Discussion
Prolonged intubation (>7 days) remains most common indication of tracheostomy as clinical consensus guidelines. In this study, twelve (85.7%) patients received intubation for more than 14 days. It is generally accepted that for mechanical ventilation and respiratory failure, a tracheostomy should not be considered in a person who cannot readily benefit from the advantages that the airway may offer. Moreover, tracheostomy for a patient with COVID-19 imposes a significant risk of nosocomial infection. For the most patients in our study, clinicians exerted their efforts to help them weaning from the ventilator, in the hope of circumventing the need for a tracheostomy. Thus, tracheostomy was delayed to more than 14 days after the intubation. Meanwhile, the majority of patients had developed cerebrovascular disorders, which require airway protection and a slow process of recovery. With decreased use of sedation and pulmonary rehabilitation after tracheostomy, it may contribute to increase the incidence of weaning success. Our experience suggests that tracheostomy for prolonged intubation and airway protection can be considered to be the last resort to the treatment of COVID-19 patients. A initial gross examination report of a COVID-19 autopsy demonstrated the existence of massive thick secretions in bronchi and bronchiole, which indicated the importance of effective and aggressive pulmonary toilet for patients with COVID-19.4 Compared with intubation, tracheostomy tube bypasses the upper airway, which results in more effective suction of the secretions and less sputum crust in cannula. Case 2, case 3 and case 5 had endotracheal cannula obstruction, which is possibly related to thick secretions validated by surgical findings. The need for pulmonary toilet in patients with COVID-19, particularly, in the condition of thick secretions is a strong indication of tracheostomy.
Powered air-purifying respirators (PAPRs) can provide higher protection, better vision, and more comfort compare with the typical headgear worn in conjunction with an N95 mask. Early in the outbreak of SARS, some anesthetists, who just wore standard surgical facemasks, gowns and gloves, contracted SARS following intubation of suspected patients.5 Compared with the intubation procedure, tracheostomy takes more time and increases the risk of exposure to low airway virus. Thus, we recommend PAPRs as protective equipment for performing tracheostomy on patients with COVID-19.
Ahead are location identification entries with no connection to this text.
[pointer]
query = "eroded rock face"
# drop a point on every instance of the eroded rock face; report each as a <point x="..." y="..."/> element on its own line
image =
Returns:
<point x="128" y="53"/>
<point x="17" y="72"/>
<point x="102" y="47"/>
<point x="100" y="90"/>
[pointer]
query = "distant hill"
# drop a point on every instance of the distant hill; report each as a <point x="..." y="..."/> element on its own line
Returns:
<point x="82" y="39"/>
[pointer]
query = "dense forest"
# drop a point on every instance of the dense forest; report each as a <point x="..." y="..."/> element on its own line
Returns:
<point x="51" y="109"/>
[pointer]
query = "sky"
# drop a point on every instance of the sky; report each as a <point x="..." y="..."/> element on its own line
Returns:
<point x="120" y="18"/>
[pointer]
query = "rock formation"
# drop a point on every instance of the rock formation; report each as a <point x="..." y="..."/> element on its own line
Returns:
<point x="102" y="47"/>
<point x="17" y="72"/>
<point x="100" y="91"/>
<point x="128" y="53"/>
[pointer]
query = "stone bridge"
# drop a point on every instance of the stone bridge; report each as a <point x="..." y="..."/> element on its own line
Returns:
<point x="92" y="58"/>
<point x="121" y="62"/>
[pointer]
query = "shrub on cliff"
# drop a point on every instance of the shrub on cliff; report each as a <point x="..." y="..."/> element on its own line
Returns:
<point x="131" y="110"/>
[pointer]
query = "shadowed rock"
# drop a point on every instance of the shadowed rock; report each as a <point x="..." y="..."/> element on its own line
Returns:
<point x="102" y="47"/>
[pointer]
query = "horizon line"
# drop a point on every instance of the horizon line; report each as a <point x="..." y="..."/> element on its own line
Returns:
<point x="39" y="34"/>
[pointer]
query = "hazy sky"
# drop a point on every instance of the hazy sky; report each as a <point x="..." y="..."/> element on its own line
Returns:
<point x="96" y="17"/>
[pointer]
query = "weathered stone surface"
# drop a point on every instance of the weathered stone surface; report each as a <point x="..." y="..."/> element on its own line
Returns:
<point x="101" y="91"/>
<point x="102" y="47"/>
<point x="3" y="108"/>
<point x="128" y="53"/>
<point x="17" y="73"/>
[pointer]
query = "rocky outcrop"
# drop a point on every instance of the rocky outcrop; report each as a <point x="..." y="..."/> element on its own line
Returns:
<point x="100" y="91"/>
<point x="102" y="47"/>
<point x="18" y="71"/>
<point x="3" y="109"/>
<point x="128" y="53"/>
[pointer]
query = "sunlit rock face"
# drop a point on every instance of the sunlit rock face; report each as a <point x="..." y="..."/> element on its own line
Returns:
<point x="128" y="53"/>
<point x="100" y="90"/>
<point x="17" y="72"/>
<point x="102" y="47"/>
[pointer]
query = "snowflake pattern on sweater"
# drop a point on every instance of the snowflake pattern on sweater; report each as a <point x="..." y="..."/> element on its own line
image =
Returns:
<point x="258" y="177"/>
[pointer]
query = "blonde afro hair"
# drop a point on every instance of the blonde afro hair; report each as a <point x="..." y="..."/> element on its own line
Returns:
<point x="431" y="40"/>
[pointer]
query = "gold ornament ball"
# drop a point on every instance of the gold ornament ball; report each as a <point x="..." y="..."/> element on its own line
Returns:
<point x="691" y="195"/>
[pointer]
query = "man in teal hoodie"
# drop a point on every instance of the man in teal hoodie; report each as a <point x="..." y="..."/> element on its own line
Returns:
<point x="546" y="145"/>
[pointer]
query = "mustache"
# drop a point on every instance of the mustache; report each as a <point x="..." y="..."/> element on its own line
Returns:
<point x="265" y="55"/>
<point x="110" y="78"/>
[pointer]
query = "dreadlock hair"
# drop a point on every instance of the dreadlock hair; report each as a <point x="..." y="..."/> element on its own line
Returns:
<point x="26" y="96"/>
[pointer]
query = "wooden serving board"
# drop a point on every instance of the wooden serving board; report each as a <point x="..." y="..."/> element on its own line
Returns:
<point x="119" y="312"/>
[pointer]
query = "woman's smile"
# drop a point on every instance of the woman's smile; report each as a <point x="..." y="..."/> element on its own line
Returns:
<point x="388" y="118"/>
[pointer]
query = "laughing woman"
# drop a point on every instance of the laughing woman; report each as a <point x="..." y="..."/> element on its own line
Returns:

Sufficient hemostasis before the incision of the trachea is necessary. In our procedure, minor wound bleeding from the skin edges and blood vessel bleeding were adequately controlled with ligation and suture. We recommend to avoid the usage of epinephrine due to its temporary hemostasis effect, which increases the rebleeding rate, especially in individuals treated with anticoagulant therapy. Electrocautery should also be avoided to prevent aerosolizing viral particles. Bedside tracheostomy proves to be a reasonable and practical procedure. Multiple disconnection and reconnection of the breathing circuit during a COVID-19 patient transport may facilitate the transmission of the virus. Secondly, transport will pose significant risks and inconvenience to critically ill patients. Thirdly, in ICU, all attending medical staffs armed with PAPRs were adequately protected from virus. Finally, in our study, bedside tracheostomy was not technically challenging for skilled surgeons. The overall procedure took only about 20 minutes, with approximate 30 seconds of apnea for each patient.
PT has been increasingly used in ICU and was considered a superior alternative to OT. The addition of endoscopic guidance to PT has further increased the safety of this procedure by visualization of the tracheostomy site.6 The indications for PT are the same as for an OT with particular attention to some contraindications.6 Case 2, case 4 and case 7 with obese neck, case 8 with previous thyroid surgery, case 13 with previous tracheostomy and case 6 with a large thyroid isthmus were not ideal candidates for PT. Case 7 was selected to use PT, resulting in the injury of thyroid and constant bleeding, which leads to the requirement of revision OT.
In our study, we performed OT for all the cases. In fact, in the setting of the highly infectious disease, OT was selected over PT because it was entailed a lower risk of aerosolization.7 The placement of the cannula was confirmed by air aspiration and bubble formation during PT, which may produce viral droplets and aerosols.8 The insertion of a bronchoscope into an airway already compromised by intraluminal dilators results in further obstruction of the ventilatory path, worsening the hypoventilation.9 On the other hand, in order to prevent aerosols, the ventilator should be stopped when the airway was opened and autonomous respiration must be refrained.7Although PT takes less time than OT for skilled surgeons, our experiences indicated that the time spent from tracheotomy to insertion of the tube during ventilation suspension in OT was shorter than the one in PT. Under such circumstances, PT may have longer duration of airway loss and more risk of hypoxia than OT in critically ill patients with COVID-19.